Scholarly research on body politics was greatly influenced by French philosopher Michel Foucault ( Discipline and Punish , 1977), who used the terms “bio-power” and “anatomo-politics” to refer to the insinuation of governmental and institutional power into people’s everyday activities. He argued that such power shapes people’s subjectivity—their sense of themselves as persons. From Foucault’s point of view, disciplinary mechanisms such as prisons, as well as medical knowledge and the education system, provide the discourse, ideas, resources, and procedures through which individuals come to know who they are and through which they learn to conform to the social and political order. What begins as externally imposed discipline becomes internalized, such that individuals become their own disciplinarians. Even though Foucault’s work represents human subjectivity as caught in the thrall of discourses that impose meaning and shape action, inherent in body politics is the optimistic possibility that by changing the body’s relationship to power, one might change the expression of power in society. Using the concept of body politics, scholars have studied the status of women and racial minorities, and somatic or body norms generated in particular cultures (and individuals’ appropriation or rejection of them), as well the regulation of the body through hygiene, medicine, law, and sports. The study of European colonial policies and practices has been a particularly prolific area of scholarship on body politics.
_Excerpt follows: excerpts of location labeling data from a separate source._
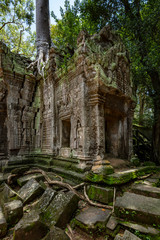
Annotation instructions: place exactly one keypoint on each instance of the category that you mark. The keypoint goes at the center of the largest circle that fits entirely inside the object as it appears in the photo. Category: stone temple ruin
(84, 112)
(70, 124)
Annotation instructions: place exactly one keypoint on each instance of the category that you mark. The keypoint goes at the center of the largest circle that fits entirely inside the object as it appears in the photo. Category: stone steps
(138, 208)
(129, 175)
(8, 169)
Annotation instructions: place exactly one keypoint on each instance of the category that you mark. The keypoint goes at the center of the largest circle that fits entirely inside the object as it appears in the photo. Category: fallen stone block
(100, 194)
(145, 229)
(127, 236)
(128, 175)
(93, 218)
(6, 194)
(45, 200)
(13, 212)
(30, 191)
(138, 208)
(1, 178)
(130, 236)
(56, 234)
(3, 224)
(23, 180)
(146, 190)
(30, 227)
(112, 223)
(60, 210)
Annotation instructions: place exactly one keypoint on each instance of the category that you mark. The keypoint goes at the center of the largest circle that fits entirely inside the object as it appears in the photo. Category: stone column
(98, 125)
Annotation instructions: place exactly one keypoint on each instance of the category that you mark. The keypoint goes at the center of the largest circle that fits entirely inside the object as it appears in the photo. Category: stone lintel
(96, 99)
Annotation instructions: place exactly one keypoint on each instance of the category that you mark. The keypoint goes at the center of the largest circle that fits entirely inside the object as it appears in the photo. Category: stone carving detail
(84, 112)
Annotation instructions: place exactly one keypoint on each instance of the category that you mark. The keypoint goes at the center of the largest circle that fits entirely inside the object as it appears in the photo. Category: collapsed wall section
(20, 98)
Colonialism produced body politics intended to create acquiescent subjects, and it was, in part, successful. But colonialism also inspired resistance and revolution. The bodies of colonial subjects built the colonial infrastructure, fueled its economy, and bought its products. Clothing, in specified styles and patterns, and soaps and oils advertised and sold by colonizers pulled colonized bodies into the moral and aesthetic spheres of the colonizers. Colonized people were often treated as disease vectors, necessitating residential segregation and public health programs to ensure the health and well-being of the colonizers. Colonial administrations grouped colonized people according to race and tribe and used these distinctions to control their access to rights and resources. In some cultures, body politics took a supernatural turn, as the spirits of colonizers were believed to take over the bodies of former colonial subjects. This spirit possession highlights cultural memory and the embodiment of political power. Anticolonial movements rejected colonial rules of deference, fought for political sovereignty, revived older demonstrations of respect, and instituted new policies and practices to regulate the human body.